Thankfully, doctors are well aware of this side effect, which is why they typically do not prescribe antibiotics containing tetracycline to children younger than eight or to mothers who are pregnant, as this too can lead them to give birth to children with yellowish teeth. That said, some bottled and tap water contains tetracycline. Needless to say, you’ll want to be vigilant and look out for bottled water that contains this. It’s also another good reason to get a water purifier for your kitchen if possible.

Still, on the whole this is a relatively mild, easily avoided and, if necessary, easily fixed cause of yellowing teeth in young children.

3. Plaque Buildup

This is by far the most common cause of yellowing teeth in both children and adults. It’s also probably the first cause that came to your mind. Candy and soda may taste great, but they can slowly turn your teeth yellow if you let plaque build up over time. In addition, sugary foods can also cause a buildup of tartar, which is a hardened, more calcified form of plaque.
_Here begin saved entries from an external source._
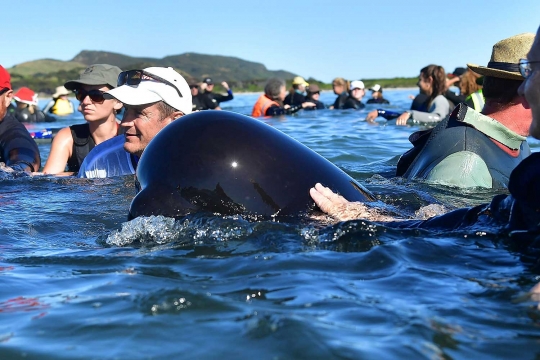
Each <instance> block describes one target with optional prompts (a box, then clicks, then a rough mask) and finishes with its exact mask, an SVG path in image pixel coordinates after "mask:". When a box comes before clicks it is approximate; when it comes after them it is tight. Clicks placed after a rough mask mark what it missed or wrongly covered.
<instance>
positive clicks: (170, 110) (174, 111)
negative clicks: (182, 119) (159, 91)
mask: <svg viewBox="0 0 540 360" xmlns="http://www.w3.org/2000/svg"><path fill="white" fill-rule="evenodd" d="M157 108H158V111H159V114H160V117H161V118H160V119H159V120H160V121H163V120H164V119H166V118H168V117H169V116H171V115H172V114H173V113H174V112H176V111H179V110H176V109H175V108H173V107H172V106H171V105H169V104H167V103H166V102H164V101H160V102H158V103H157Z"/></svg>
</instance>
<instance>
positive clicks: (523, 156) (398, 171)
mask: <svg viewBox="0 0 540 360" xmlns="http://www.w3.org/2000/svg"><path fill="white" fill-rule="evenodd" d="M533 41H534V34H520V35H517V36H512V37H510V38H508V39H504V40H501V41H499V42H498V43H497V44H495V45H494V46H493V54H492V59H496V61H495V60H494V61H491V62H490V63H489V64H488V66H487V67H484V66H478V65H472V64H470V66H471V67H472V68H474V71H475V72H478V73H480V74H483V75H485V79H484V94H485V98H486V105H485V106H484V109H483V110H482V112H481V113H480V112H477V111H475V110H474V109H471V108H470V107H468V106H466V105H465V104H463V103H461V104H458V106H457V107H456V108H455V109H454V111H452V113H451V114H450V116H449V117H447V118H445V119H444V120H443V121H441V122H440V123H439V124H438V125H437V126H436V127H435V128H434V129H431V130H424V131H419V132H416V133H414V134H412V135H411V137H410V138H409V139H410V141H411V142H412V143H413V145H414V148H413V149H411V150H409V151H408V152H407V153H405V154H403V155H402V156H401V158H400V160H399V162H398V166H397V171H396V175H397V176H403V177H405V178H407V179H424V180H428V181H430V182H437V183H440V184H445V185H452V186H457V187H484V188H506V186H507V185H508V179H509V176H510V172H511V171H512V170H513V169H514V168H515V167H516V166H517V165H518V164H519V163H520V162H521V161H522V160H523V159H524V158H525V157H527V156H529V155H530V153H531V151H530V149H529V146H528V144H527V142H526V137H527V136H528V134H529V126H530V123H531V121H532V117H531V111H530V109H529V108H528V105H526V101H525V100H524V99H523V97H522V96H520V95H519V94H518V88H519V86H520V85H521V83H522V82H523V77H522V76H521V74H520V73H519V71H518V70H517V68H516V69H512V66H514V67H516V65H515V64H517V63H518V61H519V59H520V58H524V57H525V56H526V54H527V52H528V51H529V49H530V48H531V45H532V43H533ZM508 69H509V70H508ZM471 72H472V71H471Z"/></svg>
Thankfully, this is yet another cause of yellowing teeth that is pretty easy to solve – brush! You should already be teaching your children to brush their teeth at least twice a day, and this is one of the big reasons why. It is also something you will want to share with your children. While you don’t want to unnecessarily scare them about plaque buildup or yellowing teeth, gently informing them of the potential consequences of not brushing can make it clearer to them why it is so important that they keep up their brushing habits. Make sure your child brushes their teeth at least twice per day. Remember to make sure that they are brushing not just their few frontmost teeth but their entire smile, top to bottom, back to front, and everywhere in between.

Of course, even the most rigorous routine brushing is unlikely to get the most hardened and stubborn plaque and tartar buildup, which is why it is so important to visit a dentist at least once or twice per year for a professional cleaning.

4. Genetic Issues

If you have had issues with your own teeth yellowing, there is a chance you could potentially pass that on to your children. You may have a genetic predisposition to weak enamel, for example, which your children might then inherit. Enamel is the outermost layer of your teeth, so weaker enamel can prove more revealing which, in turn, can cause your teeth to show up as yellower. By contrast, as mentioned above, thicker enamel can shield your child’s teeth, which in turn can help ensure they appear white.
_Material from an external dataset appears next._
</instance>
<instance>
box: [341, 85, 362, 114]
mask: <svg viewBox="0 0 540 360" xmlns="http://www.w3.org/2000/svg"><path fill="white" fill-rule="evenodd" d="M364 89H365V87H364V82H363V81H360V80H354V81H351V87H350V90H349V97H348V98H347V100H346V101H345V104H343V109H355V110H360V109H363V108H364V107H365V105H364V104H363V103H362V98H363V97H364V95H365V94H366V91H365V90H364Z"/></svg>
If your child has inherited weaker enamel, you’ll want to talk to your doctor about ways in which their enamel can be strengthened, which can make their teeth stronger, healthier and, yes, whiter.

5. Fluoride and Tooth Trauma

One of the biggest reasons people have sought water filters for years has been fluoride. While its dangers are sometimes overblown, one potential side effect of excessive ingestion to fluoride is yellowing teeth as the enamel is damaged in a process known as fluorosis. Thankfully, scary as this sounds, it doesn’t happen overnight, so you have plenty of time in which to catch and reverse it.

More problematic can be if your child’s teeth have suffered trauma. This can include chipped and cracked teeth, though the range of potential tooth trauma is quite wide. Whatever the source of the damage, the effect is typically the same – damage to the tooth’s root, nerve, enamel, or a combination of all three that results in yellowing. Trauma severe enough to result in yellowing and damage as extensive as this typically requires immediate assistance from a dentist.

By identifying the cause of your child’s yellowing teeth, you can get it treated as quickly as possible and restore the bright white smile they need and deserve.